Clary bent to retrieve Heosphoros from where it had fallen in the snow. The blade was smeared with blood, the blood of a Dark Shadowhunter who was even now darting away from her, flinging himself back into the battle churning on the plain.


It had happened now a half dozen times. Clary would attack, attempt to engage one of the Endarkened in a fight, and they would drop their weapons, back away, turn from her as if she were a ghost, and hurry away. The first time or two she had wondered if they were afraid of Heosphoros, confused by a blade that looked so much like Sebastian’s. She suspected something else now. Sebastian had probably told them not to touch her or hurt her, and they were obeying.


It made her want to scream. She knew she should fling herself after them when they ran, end them with a blade to the back, or a slice to the throat, but she couldn’t bring herself to do it. They still looked like Nephilim, human enough. Their blood ran red onto the snow. It still felt like cowardice to attack someone who could not attack back.

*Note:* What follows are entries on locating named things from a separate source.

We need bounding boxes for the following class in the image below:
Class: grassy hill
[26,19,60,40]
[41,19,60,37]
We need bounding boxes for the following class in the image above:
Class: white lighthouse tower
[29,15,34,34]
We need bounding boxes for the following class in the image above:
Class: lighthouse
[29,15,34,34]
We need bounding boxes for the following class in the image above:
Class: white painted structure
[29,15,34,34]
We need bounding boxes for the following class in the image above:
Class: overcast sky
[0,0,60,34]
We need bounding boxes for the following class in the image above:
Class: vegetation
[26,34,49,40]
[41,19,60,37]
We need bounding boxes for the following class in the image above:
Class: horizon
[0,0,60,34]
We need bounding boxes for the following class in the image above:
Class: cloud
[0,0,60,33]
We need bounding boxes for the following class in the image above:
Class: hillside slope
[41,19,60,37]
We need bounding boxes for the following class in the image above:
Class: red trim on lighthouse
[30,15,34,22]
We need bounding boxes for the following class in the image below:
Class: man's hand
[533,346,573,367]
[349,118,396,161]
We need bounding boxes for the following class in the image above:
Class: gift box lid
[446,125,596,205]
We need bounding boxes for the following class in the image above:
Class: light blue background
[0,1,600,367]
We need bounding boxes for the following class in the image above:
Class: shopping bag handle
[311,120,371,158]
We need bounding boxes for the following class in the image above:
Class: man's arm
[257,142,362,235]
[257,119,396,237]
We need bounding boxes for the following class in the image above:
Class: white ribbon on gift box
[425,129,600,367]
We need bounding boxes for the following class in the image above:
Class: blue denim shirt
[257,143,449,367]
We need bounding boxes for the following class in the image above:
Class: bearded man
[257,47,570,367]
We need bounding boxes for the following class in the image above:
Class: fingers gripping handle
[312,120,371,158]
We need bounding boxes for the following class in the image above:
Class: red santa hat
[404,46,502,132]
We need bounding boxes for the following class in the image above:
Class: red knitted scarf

Ice crunched behind her, and she spun, her blade out. Everything had happened in a rush: the realization that there were twice as many Endarkened as they had counted on, that they were besieged on two sides, Jace’s plea to her to make a Portal. She was fighting her way through a desperate crowd now. Some Shadowhunters had scattered, and some had planted themselves where they were, determined to fight. As a mass they were being slowly pushed down the hill toward the plain, where the battle was at its thickest, bright seraph blades flashing out against dark knives, a mix of black and white and red.


For the first time Clary had cause to bless her small size. She was able to dart through the crowd, her gaze catching on desperate tableaux of fighting. There, a Nephilim barely older than she was waged a desperate battle against one of the Endarkened, twice the Shadowhunter’s size, who forced her down into the blood-slicked snow; a blade swung out, and then a shriek, and a seraph blade darkened forever. A dark-haired young man in black Shadowhunter gear stood over the body of a dead warrior in red. He held a bloody sword in one hand, and tears were running down his face, unchecked. Nearby a Silent Brother, a sight unexpected but welcome in his parchment robes, crushed the skull of a Dark Shadowhunter with one blow from his wooden staff; the Endarkened crumpled in silence. A man fell to his knees, wrapping his arms around the legs of a woman in red gear; she looked at him dispassionately, then drove her sword down between his shoulder blades. None of the warriors moved to stop her.


Clary burst out on the other side of the crowd and found herself beside the Citadel. Its walls were shining with an intense light. Through the arch of the scissor gate, she thought she could see the glow of something red-gold like fire. She scrabbled for the stele at her belt, took hold of it, put the tip to the wall—and froze.